Kent County Circuit Court Judge Paul Sullivan issued a written statement Wednesday that lifted a preliminary injunction against the amended ordinance passed by Grand Rapids voters 59-41% in November.
The amendment makes marijuana possession in Grand Rapids a civil infraction, instead of a criminal act. Get busted and you'll get a fine instead of possible jail time.
To be clear, the decision only lifts the restraining order. Judge Sullivan still has to decide on the wider question of whether the amendment is legal.
Kent County Prosecutor William Forsyth says it isn't.
In a move that brought protestors to the front door of his office, Forsyth asked for and got the restraining order against the amended ordinance in December.
Forsyth argued the amendment violates state law by prohibiting GRPD officers from enforcing state marijuana laws and takes away his ability to prosecute violators.

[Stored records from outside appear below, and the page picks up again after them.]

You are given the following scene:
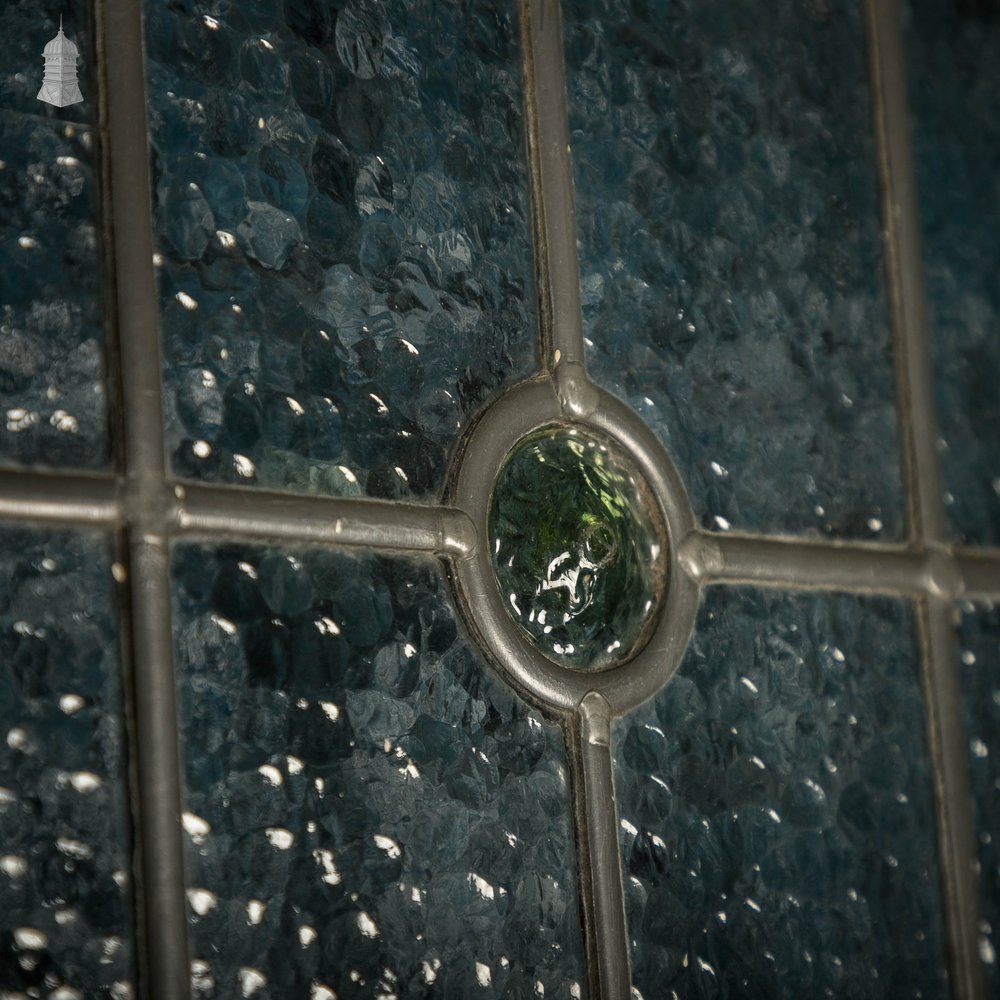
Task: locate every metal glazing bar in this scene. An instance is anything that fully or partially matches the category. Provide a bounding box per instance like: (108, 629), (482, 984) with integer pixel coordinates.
(567, 692), (632, 1000)
(176, 485), (476, 558)
(681, 531), (928, 594)
(681, 531), (1000, 600)
(865, 0), (946, 542)
(98, 0), (190, 1000)
(920, 598), (986, 1000)
(520, 0), (588, 407)
(864, 0), (985, 1000)
(0, 470), (121, 526)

But in removing the restraining order, Judge Sullivan noted that while the amendment says the police and the city attorney can't refer complaints to the prosecutor's office, there's nothing that prohibits the prosecutor from using the sheriff's department or subpoenas from making a case.
The city has agreed to report certain marijuana-related offenses, like crimes committed by people busted with marijuana in their possession, to the prosecutor.

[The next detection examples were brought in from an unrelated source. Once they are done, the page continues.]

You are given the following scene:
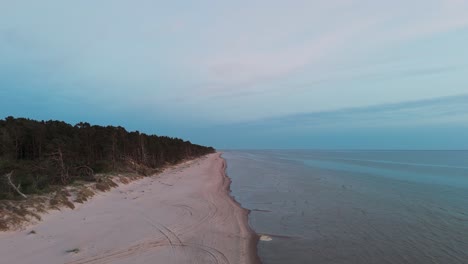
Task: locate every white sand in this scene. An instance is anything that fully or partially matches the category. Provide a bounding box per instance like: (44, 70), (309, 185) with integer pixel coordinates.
(0, 153), (257, 264)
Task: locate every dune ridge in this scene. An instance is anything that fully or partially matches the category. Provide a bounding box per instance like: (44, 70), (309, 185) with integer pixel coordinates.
(0, 153), (260, 264)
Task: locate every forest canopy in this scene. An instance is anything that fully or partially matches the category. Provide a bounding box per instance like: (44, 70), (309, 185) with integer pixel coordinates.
(0, 117), (215, 199)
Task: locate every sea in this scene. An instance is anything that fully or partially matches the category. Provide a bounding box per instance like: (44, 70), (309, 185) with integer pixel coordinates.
(222, 150), (468, 264)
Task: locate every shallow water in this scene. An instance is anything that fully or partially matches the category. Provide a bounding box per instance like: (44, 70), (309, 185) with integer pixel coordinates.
(223, 151), (468, 264)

In his ruling, Judge Sullivan wrote:
"If and when the city's actions are shown to be inconsistent with its interpretation and intentions as reflected in the above referenced affidavits, plaintiff at such time may be entitled to seek the relief this court is unwilling to grant."
He also said the county prosecutor has no authority over the city and the laws it has on the books.
"In short, plaintiff's allegations of harm regarding the creation of a civil infraction are speculative and generalized. "
City officials and supporters of the amendment say they're ready to move forward.
"Many cities have been doing this for decades, so I'm sure we could learn from them and implement a great plan," said Michael Tuffelmire, leader of Decriminalize Grand Rapids , the campaign that helped pass the measure.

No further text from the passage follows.